The basic classes such as DataFrame
, Series
, Expr
, and LazyFrame
have been implemented, and some functions work correctly.
df <- pl$DataFrame(
A = 1:5,
fruits = c("banana", "banana", "apple", "apple", "banana"),
B = 5:1,
cars = c("beetle", "audi", "beetle", "beetle", "beetle"),
)
df$sort("fruits")$select(
"fruits",
"cars",
pl$lit("fruits")$alias("literal_string_fruits"),
pl$col("B")$filter(pl$col("cars") == "beetle")$sum(),
pl$col("A")$filter(pl$col("B") > 2)$sum()$over("cars")$alias("sum_A_by_cars"),
pl$col("A")$sum()$over("fruits")$alias("sum_A_by_fruits"),
pl$col("A")$reverse()$over("fruits")$alias("rev_A_by_fruits"),
pl$col("A")$sort_by("B")$over("fruits")$alias("sort_A_by_B_by_fruits"),
)
#> shape: (5, 8)
#> ┌────────┬────────┬───────────────────────┬─────┬───────────────┬─────────────────┬─────────────────┬───────────────────────┐
#> │ fruits ┆ cars ┆ literal_string_fruits ┆ B ┆ sum_A_by_cars ┆ sum_A_by_fruits ┆ rev_A_by_fruits ┆ sort_A_by_B_by_fruits │
#> │ --- ┆ --- ┆ --- ┆ --- ┆ --- ┆ --- ┆ --- ┆ --- │
#> │ str ┆ str ┆ str ┆ i32 ┆ i32 ┆ i32 ┆ i32 ┆ i32 │
#> ╞════════╪════════╪═══════════════════════╪═════╪═══════════════╪═════════════════╪═════════════════╪═══════════════════════╡
#> │ apple ┆ beetle ┆ fruits ┆ 11 ┆ 4 ┆ 7 ┆ 4 ┆ 4 │
#> │ apple ┆ beetle ┆ fruits ┆ 11 ┆ 4 ┆ 7 ┆ 3 ┆ 3 │
#> │ banana ┆ beetle ┆ fruits ┆ 11 ┆ 4 ┆ 8 ┆ 5 ┆ 5 │
#> │ banana ┆ audi ┆ fruits ┆ 11 ┆ 2 ┆ 8 ┆ 2 ┆ 2 │
#> │ banana ┆ beetle ┆ fruits ┆ 11 ┆ 4 ┆ 8 ┆ 1 ┆ 1 │
#> └────────┴────────┴───────────────────────┴─────┴───────────────┴─────────────────┴─────────────────┴───────────────────────┘
Errors is displayed in a way that is not as bad. (Thanks, @etiennebacher)
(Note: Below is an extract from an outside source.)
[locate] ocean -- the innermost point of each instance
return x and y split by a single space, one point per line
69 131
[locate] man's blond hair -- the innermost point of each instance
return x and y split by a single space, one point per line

# Error from the Rust side
pl$DataFrame(a = "a")$cast(a = pl$Int8)
#> Error:
#> ! Evaluation failed in `$cast()`.
#> Caused by error:
#> ! Evaluation failed in `$collect()`.
#> Caused by error:
#> ! Invalid operation: conversion from `str` to `i8` failed in column 'a' for 1 out of 1 values: ["a"]
# Error from the R side
pl$DataFrame(a = "a")$cast(a = integer)
#> Error:
#> ! Evaluation failed in `$cast()`.
#> Caused by error:
#> ! Evaluation failed in `$cast()`.
#> Caused by error:
#> ! Dynamic dots `...` must be polars data types, got function
The functionality to dispatch the methods of Expr
to Series
has also
been implemented.
s <- as_polars_series(mtcars)
s$struct$field |>
body()
#> {
#> wrap({
#> expr <- do.call(fn, as.list(match.call()[-1]), envir = parent.frame())
#> wrap(`_s`)$to_frame()$select(expr)$to_series()
#> })
#> }
s$struct$field("am")
#> shape: (32,)
#> Series: 'am' [f64]
#> [
#> 1.0
#> 1.0
#> 1.0
#> 0.0
#> 0.0
#> …
#> 1.0
#> 1.0
#> 1.0
#> 1.0
#> 1.0
#> ]
Due to the changes in the package structure, it is now possible to add namespaces, which was not possible with the current r-polars.
math_shortcuts <- function(s) {
# Create a new environment to store the methods
self <- new.env(parent = emptyenv())
# Store the series
self$`_s` <- s
# Add methods
self$square <- function() self$`_s` * self$`_s`
self$cube <- function() self$`_s` * self$`_s` * self$`_s`
# Set the class
class(self) <- c("polars_namespace_series", "polars_object")
# Return the environment
self
}
pl$api$register_series_namespace("math", math_shortcuts)
s <- as_polars_series(c(1.5, 31, 42, 64.5))
s$math$square()$rename("s^2")
#> shape: (4,)
#> Series: 's^2' [f64]
#> [
#> 2.25
#> 961.0
#> 1764.0
#> 4160.25
#> ]
It is now possible to have different bindings for each instance.
# The `fields` binding is only available for `Struct`.
pl$Struct(a = pl$Int32)$fields
#> $a
#> Int32
pl$Int32$fields
#> Error in `pl$Int32$fields`:
#> ! $ - syntax error: `fields` is not a member of this polars object
Due to the changes in the R class structure, the methods are now dynamically added by a loop each time an R class is built. So I’m worried that the performance will degrade after a large number of methods are available. However, it is difficult to compare this at the moment.
I would like to check if it is possible to implement a process like
map_elements
that calls the R from the Rust side.